Brenau University President Ed Schrader on Tuesday, Aug. 21, announced his intention to retire in 2019 after 15 years leading the Gainesville-based university.
“When you’ve had a good time and sort of accomplished the things you have set out to do, you don’t want to let go,” he told The Times.
Though Schrader and his wife will not be leaving Gainesville, he said that at 67 years old, it’s time to begin stepping back.
“When I actually step away … I want to have time while my health is still good to enjoy retirement,” he said. “As everybody says, and it becomes true when it hits you in the face, I want to see my grandkids while they’re still kids.”
Brenau has hired a firm to help conduct a national search for the next university president, with plans to have a new president in place by July 2019.
Schrader plans to assist in this transition through the end of 2019 and then take a one-year sabbatical beginning in January 2020 – after which he will remain as a consultant for five years.
“If (the search) ran long, I would just stay on until we found the right person,” Schrader said.
Under Schrader’s leadership, the university’s budget has nearly tripled to $65 million while its endowment has increased to more than $51 million from $26.3 million.

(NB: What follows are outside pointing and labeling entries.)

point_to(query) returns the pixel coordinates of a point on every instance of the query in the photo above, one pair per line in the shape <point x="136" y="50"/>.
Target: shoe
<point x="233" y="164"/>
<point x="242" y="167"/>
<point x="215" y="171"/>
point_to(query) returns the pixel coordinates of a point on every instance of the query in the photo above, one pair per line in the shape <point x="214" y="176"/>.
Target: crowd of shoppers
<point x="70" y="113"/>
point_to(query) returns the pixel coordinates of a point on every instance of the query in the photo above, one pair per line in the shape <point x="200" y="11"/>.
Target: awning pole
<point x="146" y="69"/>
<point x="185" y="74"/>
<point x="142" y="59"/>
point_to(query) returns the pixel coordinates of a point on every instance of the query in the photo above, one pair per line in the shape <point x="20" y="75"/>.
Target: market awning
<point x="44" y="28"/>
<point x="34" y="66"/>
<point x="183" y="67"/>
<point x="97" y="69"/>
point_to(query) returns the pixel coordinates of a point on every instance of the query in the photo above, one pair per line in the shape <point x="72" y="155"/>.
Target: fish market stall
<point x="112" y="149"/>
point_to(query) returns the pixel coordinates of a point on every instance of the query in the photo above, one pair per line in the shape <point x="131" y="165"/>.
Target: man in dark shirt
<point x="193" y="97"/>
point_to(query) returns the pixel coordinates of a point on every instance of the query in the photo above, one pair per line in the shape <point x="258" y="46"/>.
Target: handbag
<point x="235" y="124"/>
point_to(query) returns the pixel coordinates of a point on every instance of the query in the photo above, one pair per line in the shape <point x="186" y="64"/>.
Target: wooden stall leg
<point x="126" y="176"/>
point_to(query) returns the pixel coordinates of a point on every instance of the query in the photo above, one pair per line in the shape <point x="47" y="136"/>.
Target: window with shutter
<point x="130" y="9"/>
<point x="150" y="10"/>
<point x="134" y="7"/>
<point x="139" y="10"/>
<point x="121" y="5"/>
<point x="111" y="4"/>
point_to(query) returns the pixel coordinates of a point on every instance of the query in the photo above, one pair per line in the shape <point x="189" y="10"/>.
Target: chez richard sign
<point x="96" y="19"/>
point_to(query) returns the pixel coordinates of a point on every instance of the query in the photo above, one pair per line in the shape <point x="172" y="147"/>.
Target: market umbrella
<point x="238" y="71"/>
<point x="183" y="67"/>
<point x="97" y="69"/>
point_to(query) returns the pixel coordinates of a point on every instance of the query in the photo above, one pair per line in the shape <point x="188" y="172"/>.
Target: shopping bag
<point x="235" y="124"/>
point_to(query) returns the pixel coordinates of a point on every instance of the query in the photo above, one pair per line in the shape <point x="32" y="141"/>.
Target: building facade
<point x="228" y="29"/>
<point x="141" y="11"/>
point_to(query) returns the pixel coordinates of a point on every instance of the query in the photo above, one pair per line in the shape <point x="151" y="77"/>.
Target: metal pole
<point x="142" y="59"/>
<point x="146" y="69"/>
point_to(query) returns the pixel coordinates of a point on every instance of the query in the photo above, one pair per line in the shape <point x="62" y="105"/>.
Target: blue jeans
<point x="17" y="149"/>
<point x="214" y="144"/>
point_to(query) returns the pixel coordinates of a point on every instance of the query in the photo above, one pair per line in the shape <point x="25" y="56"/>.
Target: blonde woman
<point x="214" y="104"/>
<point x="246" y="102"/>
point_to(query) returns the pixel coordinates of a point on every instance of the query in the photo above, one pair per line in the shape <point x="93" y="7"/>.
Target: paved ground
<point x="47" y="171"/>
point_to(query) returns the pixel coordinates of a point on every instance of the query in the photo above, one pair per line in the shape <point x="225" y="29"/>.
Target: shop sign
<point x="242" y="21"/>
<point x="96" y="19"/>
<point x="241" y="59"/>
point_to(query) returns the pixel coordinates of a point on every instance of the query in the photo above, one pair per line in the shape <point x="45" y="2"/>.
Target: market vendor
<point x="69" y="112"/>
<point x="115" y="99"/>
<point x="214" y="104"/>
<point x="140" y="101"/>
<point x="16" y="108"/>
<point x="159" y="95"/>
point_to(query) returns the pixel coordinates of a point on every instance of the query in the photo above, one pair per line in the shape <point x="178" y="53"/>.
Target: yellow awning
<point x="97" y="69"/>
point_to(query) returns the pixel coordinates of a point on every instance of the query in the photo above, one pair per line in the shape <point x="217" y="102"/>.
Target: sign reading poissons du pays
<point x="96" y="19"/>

Meanwhile, student enrollment has nearly doubled to 4,000 and the university’s 6,500-piece art collection has grown to an estimated value of $8.3 million.
The university has launched three doctoral programs during Schrader’s tenure (nursing practice, occupational therapy and physical therapy) and in 2019 it will add a doctorate of education program.
Brenau has also added campuses in Fairburn, Norcross, Augusta and Jacksonville, Fla., since Schrader joined the university.
“Dr. Schrader told me early on in his tenure that he would champion the causes of the Women’s College, and he has done so in both word and deed,” Debra Dobkins, dean of Brenau’s Women’s College, said in a press release. “This signature component of Brenau University is stronger today because of his visionary leadership.”
With the school in a solid financial position, new infrastructure and academic programs added, including a growing international program with partner schools in China, Schrader said he feels comfortable leaving Brenau in the hands of a new leader.
“We didn’t want to leave any surprises or obstacles for the new (president) to have to address,” he added.
When he returns from sabbatical, Schrader said his consulting role would likely be focused on supporting the university's international programs, which require a lot of relationship-building.
He said he’ll also be involved in helping recruit other administrative leaders to Brenau.
“The idea is to be supportive … and help raise money,” Schrader said.
But, Schrader joked, “If the (new) president wants me to go home, I will.”
“As trustees we knew this day would come, and in typical fashion, Dr. Schrader insisted that we were ready to begin this transition,” Pete Miller, chairman of the 30-member Brenau University Board of Trustees, said in a press release. “We know that thoughtful succession planning is a hallmark of strong institutions, and we are confident that we have established a path and a process that will ensure that we find the right person to lead the university into its next chapter and that the university will continue to function at the highest level during this time of transition.”
Schrader expressed gratitude to his colleagues, faculty, students and community for allowing him to serve Brenau.
“This is a great school,” he said. “It’s also a great community.”